The old debate over whether cash flow or capital growth is better is, I think, silly. Let’s look at real estate as the investment vehicle of choice here for putting some money away in an investment, and you’ll see why I’m saying what I’m saying.
Let’s say (for a simple example), that you have $100,000 to invest. You need to decide is what to do with it, and the next question is – what do you want from your investment?
Investing for capital growth
If you’re happy putting that money away by buying a property and then hoping for a price appreciation down the track so that when you sell you have increased your original figure, then that’s great – but be careful. Something I’ve noticed among real estate investors who buy for capital growth of their investment is that they fail to consider a couple of vital factors.
These are inflation and the Consumer Price Index (or CPI). These two things basically influence the value of your money. Simply put, if the value of the property doesn’t go up by the time you sell it, you haven’t broken even, you’ve lost money, because with the passage of time your $100,000 is no longer worth that much. That’s without considering all the fees and charges involved in buying and selling the property, which will also put a sizeable dent in that $100,000.
Investing for cash flow
So, looking at investing for cash flow now, you will have to consider the rental return on any property as well as a bunch of other factors like local vacancy rates, parks, schools, transport, shopping, sporting facilites and other infrastructure. These will influence what area you buy your investment property in. What you want is to maximise the return on your money (in rent received) while minimizing your exposure to risks (like having a vacant property, or one that needs a lot of maintenance expenditure).
What you want from a cash flow investment property is something in a reasonable condition in a decent area with high occupancy rates. Another consideration of course is whether you have obtained finance to fund your purchase. If you have, then you will need to consider the cost of repayments when calculating whether the purchase is financially viable.
Investing for both cash flow and appreciation is ideal
When you’re looking at a property, be sure to consider both the possible rental returns and cashflow, as well as the potential for capital growth into the future. The ideal investment property is one that delivers a decent cash flow to your pocket on a weekly basis, as well as capital growth as the property rises in value.
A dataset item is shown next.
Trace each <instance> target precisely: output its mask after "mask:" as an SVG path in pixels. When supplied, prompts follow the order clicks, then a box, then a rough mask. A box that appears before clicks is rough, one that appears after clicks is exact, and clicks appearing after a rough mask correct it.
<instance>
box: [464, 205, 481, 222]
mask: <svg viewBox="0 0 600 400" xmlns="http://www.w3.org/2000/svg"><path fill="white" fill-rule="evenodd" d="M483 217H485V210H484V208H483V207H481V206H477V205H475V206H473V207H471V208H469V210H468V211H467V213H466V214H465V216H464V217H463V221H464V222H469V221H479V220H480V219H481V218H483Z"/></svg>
Don’t put all your eggs in one basket.
Looking at the numbers alone, your property will have to increase in value by more than 2.7% to beat the increase in CPI (based on March 2012 data) and then you’ll have to calculate for inflation on top of that, and that’s before you can count on any profit at all. Can you really, honestly, look at the real estate market as say that your property can deliver such consistent results, year after year? I’m guessing your answer will be a big “no” – and that’s why cash flow should not be forgotten. It’s not everything, but it’s half the equation that I use when deciding whether an investment property is worth buying.
What about you? Do you like cash flow or appreciation better for your investments?